Is LINQ lazy-evaluated?

Greetings, I have the following question. I did not find the exact answer for it, and it's really interesting to me. Suppose I have the following code that retrieves the records from database (in order to export it to XML file, for example).
var result = from emps in dc.Employees
where emps.age > 21
select emps;
foreach (var emp in result) {
// Append this record in suitable format to the end of XML file
}
Suppose there is a million of records that satisfy the where condition in the code. What will happen? All this data will be retrieved from SQL Server immediately to the runtime memory when it reaches the foreach construct, or it will be retrieved then necessary, the first record, second. In other words, does LINQ really handle the situation with iterating through large collections (see my post here for details)?
If not, how to overcome the memory issues in that case? If I really need to traverse the large collection, what should I do? Calculate the actual amount of elements in collection with help of Count function, and after that read the data from the database by small portions. Is there an easy way to implement paging with LINQ framework?

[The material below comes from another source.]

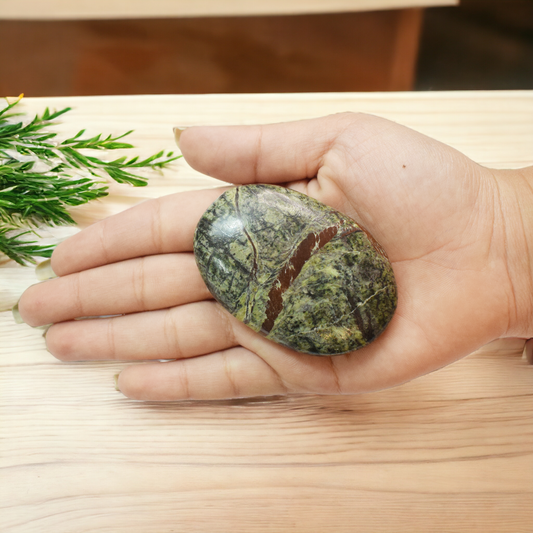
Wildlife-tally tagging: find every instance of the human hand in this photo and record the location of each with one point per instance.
(448, 225)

All the data will be retrieved from SQL Server, at one time, and put into memory. The only way around this that I can think of is to process data in smaller chunks (like page using Skip() and Take()). But, of course, this requires more hits to SQL Server.

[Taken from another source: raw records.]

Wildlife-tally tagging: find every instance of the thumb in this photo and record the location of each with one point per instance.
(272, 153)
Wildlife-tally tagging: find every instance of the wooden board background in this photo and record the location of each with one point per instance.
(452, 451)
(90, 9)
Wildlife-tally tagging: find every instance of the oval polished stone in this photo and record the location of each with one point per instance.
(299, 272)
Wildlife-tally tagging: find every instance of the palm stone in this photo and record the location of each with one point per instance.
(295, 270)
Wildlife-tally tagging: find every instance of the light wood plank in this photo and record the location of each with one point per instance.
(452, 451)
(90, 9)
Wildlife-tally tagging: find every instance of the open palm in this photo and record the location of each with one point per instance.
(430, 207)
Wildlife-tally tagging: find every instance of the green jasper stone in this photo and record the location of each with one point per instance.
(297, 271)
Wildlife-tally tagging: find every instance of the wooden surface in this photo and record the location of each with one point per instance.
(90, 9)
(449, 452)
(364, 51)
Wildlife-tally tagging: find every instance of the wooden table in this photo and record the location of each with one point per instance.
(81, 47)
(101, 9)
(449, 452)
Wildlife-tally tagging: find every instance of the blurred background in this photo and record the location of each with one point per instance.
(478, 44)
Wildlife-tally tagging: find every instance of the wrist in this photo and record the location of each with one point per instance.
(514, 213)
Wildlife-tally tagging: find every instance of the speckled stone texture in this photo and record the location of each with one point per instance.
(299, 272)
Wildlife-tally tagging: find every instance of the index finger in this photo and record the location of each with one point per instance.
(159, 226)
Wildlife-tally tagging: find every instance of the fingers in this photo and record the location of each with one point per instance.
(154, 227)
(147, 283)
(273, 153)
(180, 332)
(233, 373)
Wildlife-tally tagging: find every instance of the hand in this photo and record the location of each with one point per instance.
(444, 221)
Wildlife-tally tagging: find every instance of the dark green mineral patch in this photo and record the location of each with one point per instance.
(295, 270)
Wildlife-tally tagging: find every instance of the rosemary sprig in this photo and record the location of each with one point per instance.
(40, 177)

Here is a Linq paging extension method I wrote to do this:
public static IEnumerable<TSource> Page<TSource>(this IEnumerable<TSource> source, int pageNumber, int pageSize)
{
return source.Skip((pageNumber - 1) * pageSize).Take(pageSize);
}
Yes, LINQ uses lazy evaluation. The database would be queried when the foreach starts to execute, but it would fetch all the data in one go (it would be much less efficient to do millions of queries for just one result at a time).

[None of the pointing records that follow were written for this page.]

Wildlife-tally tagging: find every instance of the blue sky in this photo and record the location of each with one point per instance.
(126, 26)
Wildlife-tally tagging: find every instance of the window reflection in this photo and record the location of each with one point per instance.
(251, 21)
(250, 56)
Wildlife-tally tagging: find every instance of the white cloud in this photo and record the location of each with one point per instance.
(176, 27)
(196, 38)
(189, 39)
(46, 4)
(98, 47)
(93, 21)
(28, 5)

If you're worried about bringing in too many results in one go, you could use Skip and Top to only get a limited number of results at a time (thus paginating your result).
It'll be retrieved when you invoke ToList or similar methods. LINQ has deferred execution:
http://weblogs.asp.net/psteele/archive/2008/04/18/linq-deferred-execution.aspx
The way - even having deferred execution and loading the entire collection from a data source in the case of an OR/M or any other LINQ provider - will be determined by the implementer of the LINQ object source.
That's, for example, some OR/M may provide lazy-loading, and that means your "entire list of customers" would be something like a cursor, and accessing one of items (an employee), and also one property, will load the employee itself or the accessed property only.
But, anyway, these are the basics.
EDIT: Now I see it's a LINQ-to-SQL thing... Or I don't know if question's author misunderstood LINQ and he doesn't know LINQ isn't LINQ-to-SQL, but it's more a pattern and a language feature.
OK, now thanks to this answer I have an idea - how about mixing the function of taking a page with yield return possibilities? Here is the sample of code:
// This is the original function that takes the page
public static IEnumerable<TSource> Page<TSource>(this IEnumerable<TSource> source, int pageNumber, int pageSize) {
return source.Skip((pageNumber - 1) * pageSize).Take(pageSize);
}
// And here is the function with yield implementation
public static IEnumerable<TSource> Lazy<TSource>(this IEnumerable<TSource> source, int pageSize) {
int pageNumber = 1;
int count = 0;
do {
IEnumerable<TSource> coll = Page(source, pageNumber, pageSize);
count = coll.Count();
pageNumber++;
yield return coll;
} while (count > 0);
}
// And here goes our code for traversing collection with paging and foreach
var result = from emps in dc.Employees
where emps.age > 21
select emps;
// Let's use the 1000 page size
foreach (var emp in Lazy(result, 1000)) {
// Append this record in suitable format to the end of XML file
}
I think this way we can overcome the memory issue, yet leaving the syntaxis of foreach not so complicated.